Projects in Camden are required to ensure the state will break even on its tax credits over 35 years. Elsewhere in the state, they must produce a benefit of 110 percent of the cost of the tax credits over a period of 20 or 30 years, depending on the case.

The state expects Holtec to produce a net benefit of $155,520 over 35 years.

There is no cap on the pot of money for commercial enterprise, though the Economic Development Authority stops accepting applications July 1, 2019. The state doesn't provide credits until the businesses pay taxes.

"I fought for the southern part of the state to benefit, just as the northern part of the state has benefited," Sweeney said.

Both Sweeney and State Sen. Raymond J. Lesniak (D., Union), also a bill sponsor, said politics had nothing to do with the benefits for South Jersey.

"The reality of economic viability in New Jersey is that northern Jersey is the prime area of location for investment and job growth because of the density of the population, the infrastructure, and proximity to Manhattan," Lesniak said. "As a result of that, South Jersey has a much higher unemployment rate than the state average. So in order to even that playing field, we added additional incentives for job creation and retention in South Jersey."

Whether residents stand to benefit is another question. The 76ers will bring 250 jobs to Camden to work at their planned 120,000-square-foot practice facility and team headquarters. However, 200 of the jobs are held by current team employees.

Holtec, a power-plant supplier that wants to develop small modular nuclear reactors, is expected to create 235 jobs and retain 160, according to the Economic Development Authority.

The EDA says the retained jobs will be relocated from Evesham, where the company has headquarters.
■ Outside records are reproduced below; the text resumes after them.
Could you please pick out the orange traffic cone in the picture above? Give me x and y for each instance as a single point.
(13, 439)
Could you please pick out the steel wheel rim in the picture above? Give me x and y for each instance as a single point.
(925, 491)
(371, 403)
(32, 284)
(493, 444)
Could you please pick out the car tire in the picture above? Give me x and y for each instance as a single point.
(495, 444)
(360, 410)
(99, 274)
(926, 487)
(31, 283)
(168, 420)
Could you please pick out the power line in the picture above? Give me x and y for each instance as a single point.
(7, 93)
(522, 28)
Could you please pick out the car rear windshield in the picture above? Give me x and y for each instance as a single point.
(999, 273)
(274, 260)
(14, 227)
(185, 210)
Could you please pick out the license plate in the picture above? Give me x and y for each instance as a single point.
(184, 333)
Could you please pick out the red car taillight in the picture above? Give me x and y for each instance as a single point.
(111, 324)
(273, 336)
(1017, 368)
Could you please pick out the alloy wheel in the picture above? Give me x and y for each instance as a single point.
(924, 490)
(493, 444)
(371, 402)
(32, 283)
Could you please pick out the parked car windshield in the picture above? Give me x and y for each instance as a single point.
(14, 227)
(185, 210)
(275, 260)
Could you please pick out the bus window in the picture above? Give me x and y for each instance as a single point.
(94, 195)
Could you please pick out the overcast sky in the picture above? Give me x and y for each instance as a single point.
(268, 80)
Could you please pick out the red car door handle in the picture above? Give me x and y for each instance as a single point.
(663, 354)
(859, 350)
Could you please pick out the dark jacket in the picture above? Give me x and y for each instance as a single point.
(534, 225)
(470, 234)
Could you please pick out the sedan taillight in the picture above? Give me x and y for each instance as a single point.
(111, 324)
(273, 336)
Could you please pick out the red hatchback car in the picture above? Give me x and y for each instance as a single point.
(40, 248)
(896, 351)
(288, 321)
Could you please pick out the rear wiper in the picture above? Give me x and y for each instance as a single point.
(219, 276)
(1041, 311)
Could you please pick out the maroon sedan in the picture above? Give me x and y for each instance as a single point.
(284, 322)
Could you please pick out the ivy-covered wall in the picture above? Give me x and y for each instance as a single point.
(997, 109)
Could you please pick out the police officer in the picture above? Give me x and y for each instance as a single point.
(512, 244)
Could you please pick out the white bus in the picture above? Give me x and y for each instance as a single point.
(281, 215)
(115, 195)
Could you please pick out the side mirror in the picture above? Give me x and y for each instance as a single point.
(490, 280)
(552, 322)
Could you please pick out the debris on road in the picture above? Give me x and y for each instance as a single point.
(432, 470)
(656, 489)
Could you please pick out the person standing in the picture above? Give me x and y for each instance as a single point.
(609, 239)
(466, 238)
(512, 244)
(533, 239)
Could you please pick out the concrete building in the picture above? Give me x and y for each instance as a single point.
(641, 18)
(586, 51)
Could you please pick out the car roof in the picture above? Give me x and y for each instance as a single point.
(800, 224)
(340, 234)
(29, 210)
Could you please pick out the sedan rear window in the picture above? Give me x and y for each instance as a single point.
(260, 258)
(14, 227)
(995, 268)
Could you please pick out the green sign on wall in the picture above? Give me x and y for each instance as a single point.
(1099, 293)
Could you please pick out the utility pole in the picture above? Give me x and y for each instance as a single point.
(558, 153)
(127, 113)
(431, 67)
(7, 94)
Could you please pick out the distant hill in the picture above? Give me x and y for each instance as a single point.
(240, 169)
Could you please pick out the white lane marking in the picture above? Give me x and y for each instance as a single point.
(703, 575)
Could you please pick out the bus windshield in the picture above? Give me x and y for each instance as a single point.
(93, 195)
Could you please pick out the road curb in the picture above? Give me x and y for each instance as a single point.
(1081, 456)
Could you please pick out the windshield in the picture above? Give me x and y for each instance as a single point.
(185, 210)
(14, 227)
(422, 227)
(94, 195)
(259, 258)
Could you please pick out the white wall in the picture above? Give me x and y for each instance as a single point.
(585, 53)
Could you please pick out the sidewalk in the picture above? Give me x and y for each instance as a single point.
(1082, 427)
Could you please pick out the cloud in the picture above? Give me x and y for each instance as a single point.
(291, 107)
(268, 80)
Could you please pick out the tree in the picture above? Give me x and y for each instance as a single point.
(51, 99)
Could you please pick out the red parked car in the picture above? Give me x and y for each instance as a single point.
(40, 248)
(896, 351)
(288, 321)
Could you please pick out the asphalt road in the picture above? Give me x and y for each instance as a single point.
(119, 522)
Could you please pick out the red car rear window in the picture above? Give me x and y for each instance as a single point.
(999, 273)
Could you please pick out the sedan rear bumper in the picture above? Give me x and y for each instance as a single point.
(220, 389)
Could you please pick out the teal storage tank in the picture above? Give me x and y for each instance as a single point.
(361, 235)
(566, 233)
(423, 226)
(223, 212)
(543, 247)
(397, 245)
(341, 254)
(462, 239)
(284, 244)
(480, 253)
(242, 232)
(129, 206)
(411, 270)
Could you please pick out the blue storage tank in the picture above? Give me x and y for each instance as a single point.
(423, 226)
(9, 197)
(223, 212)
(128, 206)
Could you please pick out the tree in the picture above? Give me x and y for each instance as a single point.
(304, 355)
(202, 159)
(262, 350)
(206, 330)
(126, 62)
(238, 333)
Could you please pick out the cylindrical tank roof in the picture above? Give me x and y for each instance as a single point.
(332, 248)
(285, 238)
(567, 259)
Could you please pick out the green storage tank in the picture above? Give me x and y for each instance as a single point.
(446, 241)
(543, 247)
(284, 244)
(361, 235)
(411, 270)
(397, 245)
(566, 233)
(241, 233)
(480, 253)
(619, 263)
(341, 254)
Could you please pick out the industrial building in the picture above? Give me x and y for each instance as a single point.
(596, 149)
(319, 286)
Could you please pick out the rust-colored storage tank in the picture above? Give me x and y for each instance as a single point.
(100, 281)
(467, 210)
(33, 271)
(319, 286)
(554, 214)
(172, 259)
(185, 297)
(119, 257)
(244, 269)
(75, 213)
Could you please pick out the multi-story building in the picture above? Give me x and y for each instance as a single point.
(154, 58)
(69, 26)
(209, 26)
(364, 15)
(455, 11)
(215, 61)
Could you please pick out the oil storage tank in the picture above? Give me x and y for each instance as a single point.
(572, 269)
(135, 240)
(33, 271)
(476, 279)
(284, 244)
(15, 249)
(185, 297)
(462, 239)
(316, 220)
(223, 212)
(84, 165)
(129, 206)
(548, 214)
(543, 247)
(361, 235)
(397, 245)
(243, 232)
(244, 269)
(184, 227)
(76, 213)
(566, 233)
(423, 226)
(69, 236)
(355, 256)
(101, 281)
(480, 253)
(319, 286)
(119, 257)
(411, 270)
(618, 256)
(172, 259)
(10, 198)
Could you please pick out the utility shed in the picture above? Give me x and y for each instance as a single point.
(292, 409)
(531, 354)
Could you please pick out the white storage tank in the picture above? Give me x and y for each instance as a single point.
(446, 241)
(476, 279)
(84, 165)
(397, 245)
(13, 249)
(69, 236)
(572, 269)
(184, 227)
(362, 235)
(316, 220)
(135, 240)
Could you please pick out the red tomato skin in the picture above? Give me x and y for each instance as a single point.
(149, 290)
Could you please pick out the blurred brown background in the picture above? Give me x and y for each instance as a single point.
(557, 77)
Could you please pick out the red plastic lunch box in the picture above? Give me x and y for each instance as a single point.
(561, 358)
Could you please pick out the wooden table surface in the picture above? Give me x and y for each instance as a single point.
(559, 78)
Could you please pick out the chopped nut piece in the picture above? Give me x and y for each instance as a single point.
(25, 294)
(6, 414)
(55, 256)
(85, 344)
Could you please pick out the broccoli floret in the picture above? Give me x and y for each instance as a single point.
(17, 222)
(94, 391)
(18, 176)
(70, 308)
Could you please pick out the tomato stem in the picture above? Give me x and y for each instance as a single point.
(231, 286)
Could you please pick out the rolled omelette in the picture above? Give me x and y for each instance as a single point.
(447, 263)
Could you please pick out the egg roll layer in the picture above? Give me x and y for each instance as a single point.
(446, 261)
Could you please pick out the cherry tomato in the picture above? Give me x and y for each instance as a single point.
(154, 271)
Holtec had told the agency it was also considering opening a plant in South Carolina.

Seneca, the Rutgers economist, said job retention as a criterion of eligibility for tax credits was an "amorphous situation."

Speaking generally of businesses that win tax credits after threatening to leave the state, Seneca asked: "Would they really have left had not they gotten the incentive?"

Said Sweeney: "This is a great example of: We're going to bring a new business in, create brand-new jobs, in a city that needs the help. I think the legislation, the end product, is working out as we expected - jobs."